Cline testified that some brig workers were annoyed that a pro-Manning protest a day earlier had closed Quantico's main gate, forcing them to take alternate routes home. Cline said he wasn't personally affected by it. Defense attorney David Coombs has implied the guards took out their irritation on Manning by bullying him.
Cline and another former guard, Marine Lance Cpl. Joshua Tankersly, both testified that except for the Jan. 18 incident, Manning was always compliant and respectful.
Another former brig worker, Marine Corps Gunnery Sgt. William Fuller, testified that Manning was often uncommunicative and withdrawn, possibly signaling a suicide risk.
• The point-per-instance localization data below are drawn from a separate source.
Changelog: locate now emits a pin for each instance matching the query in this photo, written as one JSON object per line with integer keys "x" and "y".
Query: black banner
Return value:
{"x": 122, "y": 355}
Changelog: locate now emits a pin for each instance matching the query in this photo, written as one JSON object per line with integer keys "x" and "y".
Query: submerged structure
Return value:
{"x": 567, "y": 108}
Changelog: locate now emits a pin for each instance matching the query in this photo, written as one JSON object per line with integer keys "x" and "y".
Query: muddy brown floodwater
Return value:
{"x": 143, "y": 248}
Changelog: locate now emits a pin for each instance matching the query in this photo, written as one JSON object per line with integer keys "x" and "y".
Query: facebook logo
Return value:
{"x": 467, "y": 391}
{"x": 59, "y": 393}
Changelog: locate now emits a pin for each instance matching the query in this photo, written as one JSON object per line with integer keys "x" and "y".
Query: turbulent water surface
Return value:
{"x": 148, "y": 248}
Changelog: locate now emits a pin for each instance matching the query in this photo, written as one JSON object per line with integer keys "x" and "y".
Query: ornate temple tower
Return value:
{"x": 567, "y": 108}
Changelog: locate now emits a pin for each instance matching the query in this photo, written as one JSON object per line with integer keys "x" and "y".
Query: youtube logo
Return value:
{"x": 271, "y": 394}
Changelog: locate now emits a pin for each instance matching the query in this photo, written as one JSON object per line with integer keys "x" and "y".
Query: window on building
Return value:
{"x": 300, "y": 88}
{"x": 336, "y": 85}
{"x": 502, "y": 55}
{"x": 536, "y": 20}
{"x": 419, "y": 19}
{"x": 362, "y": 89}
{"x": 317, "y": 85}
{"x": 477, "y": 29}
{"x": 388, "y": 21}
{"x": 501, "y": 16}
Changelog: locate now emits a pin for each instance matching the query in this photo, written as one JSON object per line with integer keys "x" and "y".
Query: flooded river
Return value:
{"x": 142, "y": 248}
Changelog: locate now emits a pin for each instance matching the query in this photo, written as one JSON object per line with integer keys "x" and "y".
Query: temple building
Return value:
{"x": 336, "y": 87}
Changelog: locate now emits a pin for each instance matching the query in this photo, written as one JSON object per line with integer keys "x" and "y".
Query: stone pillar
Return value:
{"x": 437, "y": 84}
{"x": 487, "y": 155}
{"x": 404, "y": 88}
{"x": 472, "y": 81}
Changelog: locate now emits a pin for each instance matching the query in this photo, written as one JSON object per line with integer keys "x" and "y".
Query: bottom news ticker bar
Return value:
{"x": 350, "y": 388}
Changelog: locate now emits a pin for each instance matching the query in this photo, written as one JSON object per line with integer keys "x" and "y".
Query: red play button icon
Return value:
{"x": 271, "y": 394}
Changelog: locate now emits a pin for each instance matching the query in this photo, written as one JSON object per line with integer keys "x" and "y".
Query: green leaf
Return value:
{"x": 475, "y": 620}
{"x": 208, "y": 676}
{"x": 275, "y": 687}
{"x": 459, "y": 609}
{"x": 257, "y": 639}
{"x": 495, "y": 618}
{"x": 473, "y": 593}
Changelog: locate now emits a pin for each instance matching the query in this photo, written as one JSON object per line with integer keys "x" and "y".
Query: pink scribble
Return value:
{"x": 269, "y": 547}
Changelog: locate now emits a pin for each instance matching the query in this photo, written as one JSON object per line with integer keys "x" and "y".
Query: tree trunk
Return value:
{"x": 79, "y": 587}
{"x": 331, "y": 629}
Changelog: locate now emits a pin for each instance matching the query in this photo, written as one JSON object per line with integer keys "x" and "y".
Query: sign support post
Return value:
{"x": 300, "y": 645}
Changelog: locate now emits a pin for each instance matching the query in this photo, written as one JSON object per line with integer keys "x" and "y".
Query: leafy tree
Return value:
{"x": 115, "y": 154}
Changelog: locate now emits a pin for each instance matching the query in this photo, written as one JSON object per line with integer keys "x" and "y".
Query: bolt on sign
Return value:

Fuller testified that before Jan. 18, he had considered recommending to Averhart that Manning be removed from "prevention-of-injury," or POI, status because of his improved behavior. Manning was on either POI or even more restrictive "suicide risk" status during his entire stay at Quantico in maximum custody.
His behavior Jan. 18 "gave us cause for concern," Fuller said. "That kind of reset things, unfortunately."
Manning was at Quantico from July 2010 to April 2011. Then he was moved to pretrial confinement at Fort Leavenworth, Kan. He has been held in medium custody since arriving there.
The 24-year-old native of Crescent, Okla., worked as an intelligence analyst in Baghdad in 2009 and 2010. He is charged with 22 offenses, including aiding the enemy and violating federal espionage and computer security laws. He could get life in prison.
He is accused of sending to the website WikiLeaks more than 250,000 diplomatic cables, classified memos, Iraq and Afghanistan war logs, Guantanamo Bay prison records and a 2007 video clip of a U.S. helicopter crew gunning down 11 men. It was later determined that one of those men was a news photographer. The Pentagon said its troops mistook camera equipment for weapons.